This article explains how to solve problems using AI search techniques. This is an introductory article on AI search that helps the beginners understand searching in Artificial Intelligence.
When we have a problem we search for solution. If the search is done systematically there is a greater chance for getting the solution. To make the search systematic, intelligence and knowledge are required. Nowadays we tend to make use of machines to solve our problems. We could easily assume that if intelligence and knowledge are created artificially in machines, they will be able to solve problems. In the field of artificial intelligence (AI), number of search techniques have been developed for problem-solving. This article presents an overview of AI search techniques.
Problems And Solutions
Problems can be characterized as a space consisting of a set of states and a set of operators that map from one state to other states. There will be one or more initial states, intermediate states and one or more goal states. A solution will be a sequence of operators (or path) that map an initial state to goal state. The best solution will be the shortest path consisting of fewer number of operations. The solution path forms a tree structure. Assume that we need to reach a particular place farther away and we have to go by road. Now, the initial state is one we are currently staying and the goal state is obviously the place we need to reach. And there will be number of places, say intermediate states, in between. What is the best solution to reach the place? Obviously the shortest distance between the two places.
Types of Search Techniques
Search techniques can be classified based on the amount of relevant information available. There are two broad categories: uninformed search and informed search.
Uninformed Search
It is not always possible to get all the relevant information to solve problems. In this situation, we have to search blindly with less information. Uninformed search is also called blind search. Searching is similar to traversing a tree where each node represents a state. One way of solving a problem is to search for all the states at the first level. Each state can then be explored to expand the tree to the next level. This search process continues level by level till the goal (or solution) state is reached. This is like searching for all the neighboring places first, then exploring all their adjacent places and so on till we reach the destination. This search technique is called breadth-first search (BFS). Though it takes a lot of time to reach the goal state, BFS guarantees that we can reach a state with shortest path from the initial state.
Instead of searching all the states at each level of the tree, search can be done by exploring one level deeper, usually left-wards till the goal state is reached or considerable number of levels explored. If no goal is reached then it has to backtrack to the previous level and continue searching in another direction. This technique is called depth-first search (DFS). If the goal state exists earlier in the search path then DFS is guaranteed to find it with less time. If the goal state is at the right most of the tree then DFS is no better than BFS. Sometimes it would be better to search in both directions: one from the initial state and another from the goal state. This is called bidirectional search.
Informed Search
When we have enough relevant information or clues, we can solve the problem at hand in a smarter way. The information that may lead to the solution is called heuristic information and informed search is commonly known as heuristic search. Instead of searching one path or many paths blindly, informed search uses the clue to decide whether to explore the current state further.

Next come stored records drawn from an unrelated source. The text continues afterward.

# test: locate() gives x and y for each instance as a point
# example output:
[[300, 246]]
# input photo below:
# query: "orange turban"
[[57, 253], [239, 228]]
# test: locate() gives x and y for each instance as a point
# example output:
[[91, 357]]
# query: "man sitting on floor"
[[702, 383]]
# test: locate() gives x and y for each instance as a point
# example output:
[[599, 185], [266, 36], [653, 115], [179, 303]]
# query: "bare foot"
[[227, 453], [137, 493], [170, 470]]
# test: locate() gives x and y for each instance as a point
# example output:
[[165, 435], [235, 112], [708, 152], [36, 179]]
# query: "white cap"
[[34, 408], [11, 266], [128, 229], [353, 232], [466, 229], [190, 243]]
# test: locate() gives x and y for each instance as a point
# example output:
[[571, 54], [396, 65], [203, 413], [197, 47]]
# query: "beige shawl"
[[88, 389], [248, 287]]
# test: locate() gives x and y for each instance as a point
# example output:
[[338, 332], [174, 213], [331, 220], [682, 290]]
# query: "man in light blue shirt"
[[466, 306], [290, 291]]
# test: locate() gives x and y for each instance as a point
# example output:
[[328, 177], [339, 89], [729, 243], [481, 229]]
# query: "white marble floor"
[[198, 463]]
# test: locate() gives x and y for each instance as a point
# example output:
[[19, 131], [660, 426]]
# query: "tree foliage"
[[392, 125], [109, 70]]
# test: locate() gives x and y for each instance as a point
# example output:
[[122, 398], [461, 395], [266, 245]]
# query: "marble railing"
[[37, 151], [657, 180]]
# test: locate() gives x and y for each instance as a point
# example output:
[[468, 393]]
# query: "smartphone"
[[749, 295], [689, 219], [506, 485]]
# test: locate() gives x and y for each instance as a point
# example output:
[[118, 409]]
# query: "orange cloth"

While climbing a hill we will look around to evaluate with the information at hand and decide which is the better position to move next. A search technique which behaves like a hill climber, known as hill climbing search, chooses the most promising node as successor and moves on. It is important to note that the explored nodes on the path are simply discarded. Though hill climbing can produce substantial savings when reliable information is available it has some drawbacks such as foothill, ridge and plateau traps. It would be wise to store the already expanded nodes so that we can backtrack if we realize that the present path is not promising one. A technique that follows this approach is called best-first search.
Apart from the search techniques mentioned above there are many variants of these techniques available. Which technique should be used entirely depend on the application and the information availabe for search.